[Speex-dev] How does the jitter buffer "catch up"?

Thu Sep 22 16:27:12 PDT 2005

> Hello,

Hi :)

First off, could you try to set your email client to break long lines before 
transmitting? In my (somewhat outdated) pine, the lines appear as VERY long 
lines when I try to reply, making it hard to read :)

Minor detail though, I should probably fix pine. Some day.

> The way you describe how the jitter buffer should be implemented makes me 
> wonder: How does the jitter buffer works when there is no transmission?
> Let's say my "output" thread gets a speex frame from the jitter buffer every 
> 20ms. What happen when there is no frame that arrived on the socket? No 
> frames at all for a pretty long time (ie many seconds).
> This is my case because I chose not to transmit any sound data when speech 
> was not recognized (This speech probability from the preprocessor is so 
> sweet! Thanks Jean-marc!). Yes, I know, I'm cheap on bandwidth, but that's on 
> purpose... :(

What happens is this:

On the first _get where there are no valid frames (because you stopped 
transmitting from the other end), the jitter buffer will tell the decoder to 
just decode the last frame again. On the next one, it tells the decoder to 
extrapolate from the last frame, and on the next one after that to extrapolate 
even more. This goes on until 25 packets are missed, at which point the jitter 
buffer resets the decoder and stops extrapolating.

> I read Munble source code (v0.3.2) to see how you do. And I found this 
> comment:
> 	// Ideally, we'd like to go DTX (discontinous transmission)
> 	// if we didn't detect speech. Unfortunately, the jitter
> 	// buffer on the receiving end doesn't cope with that
> 	// very well.

Ah, this is a completely outdated comment, as I found a way to make it work 
well :)

What I do, is append one bit to each speex packet which indicates if this is a 
"end of transmission". If it is, I manually tell the jitter buffer to reset 
immediately and stop extrapolating, because I know no more packets will be 
forthcoming.

If this "end of transmission" packet should be lost, no harm is done, because 
all that happens is that the codec extrapolates a bit, meaning you get a few 
hundred ms of alien sounds :)

In an ideal world, you'd like to use Speex DTX mode, which puts the decoder in 
"generate comfort noise" mode and also transfers one packet every 400ms (I 
think) to update the noise profile, but if you use the denoiser of the 
preprocessor then comfort noise == silence.

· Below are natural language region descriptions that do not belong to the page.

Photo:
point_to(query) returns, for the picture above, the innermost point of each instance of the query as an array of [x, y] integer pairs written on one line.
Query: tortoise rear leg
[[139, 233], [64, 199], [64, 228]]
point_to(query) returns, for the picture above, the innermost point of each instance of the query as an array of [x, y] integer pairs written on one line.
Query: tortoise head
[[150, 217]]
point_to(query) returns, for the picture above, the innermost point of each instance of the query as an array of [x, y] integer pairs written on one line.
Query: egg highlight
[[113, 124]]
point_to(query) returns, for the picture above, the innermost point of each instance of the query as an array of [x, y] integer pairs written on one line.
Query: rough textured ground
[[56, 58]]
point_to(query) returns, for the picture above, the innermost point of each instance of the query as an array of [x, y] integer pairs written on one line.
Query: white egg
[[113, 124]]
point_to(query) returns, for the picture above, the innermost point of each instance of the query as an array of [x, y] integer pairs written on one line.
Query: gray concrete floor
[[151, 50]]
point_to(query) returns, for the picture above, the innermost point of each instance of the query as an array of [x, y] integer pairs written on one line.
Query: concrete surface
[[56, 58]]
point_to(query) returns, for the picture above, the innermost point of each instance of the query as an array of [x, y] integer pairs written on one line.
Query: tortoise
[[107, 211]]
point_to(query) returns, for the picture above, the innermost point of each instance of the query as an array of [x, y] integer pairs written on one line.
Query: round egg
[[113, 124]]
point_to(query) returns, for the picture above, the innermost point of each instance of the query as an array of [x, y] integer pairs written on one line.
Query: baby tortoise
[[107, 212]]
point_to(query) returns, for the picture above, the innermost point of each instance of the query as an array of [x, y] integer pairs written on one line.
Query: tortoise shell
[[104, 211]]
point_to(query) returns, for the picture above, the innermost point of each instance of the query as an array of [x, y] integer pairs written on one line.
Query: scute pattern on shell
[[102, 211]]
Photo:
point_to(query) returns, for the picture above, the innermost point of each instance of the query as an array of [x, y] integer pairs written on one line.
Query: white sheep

> I did not implemented the jitter buffer yet, but I wonder if I should?
> I was thinking about holding the first few sound frames before playing them. 
> That way, I introduce a delay, which should remove the jitter. Moreover, 
> since I'm not transmitting when not speaking, the delay does not sum up to 
> get pretty long in the end.

This will work, but will introduce latency in your transmission. This sort of 
buffering is very common in streaming media, such as shoutcasts and 
videostreams, as they are unidirectional and it doesn't matter if there's a 2 
second delay between sending and receiving time. For bidirectional speech, you 
want latency at an absolute minimum.

Why?

Humans start speaking when the other side isn't speaking. Let's take the 
extreme case and say there's 10 seconds of delay. If you both start talking at 
the same time, it'll be 10 seconds before you hear the other end is also 
talking, 10 more seconds to notice that he stopped, and then 10 seconds before 
he hears you say "go ahead". 10 sec is extreme, but this effect is quite 
noticable even at 500ms total latency.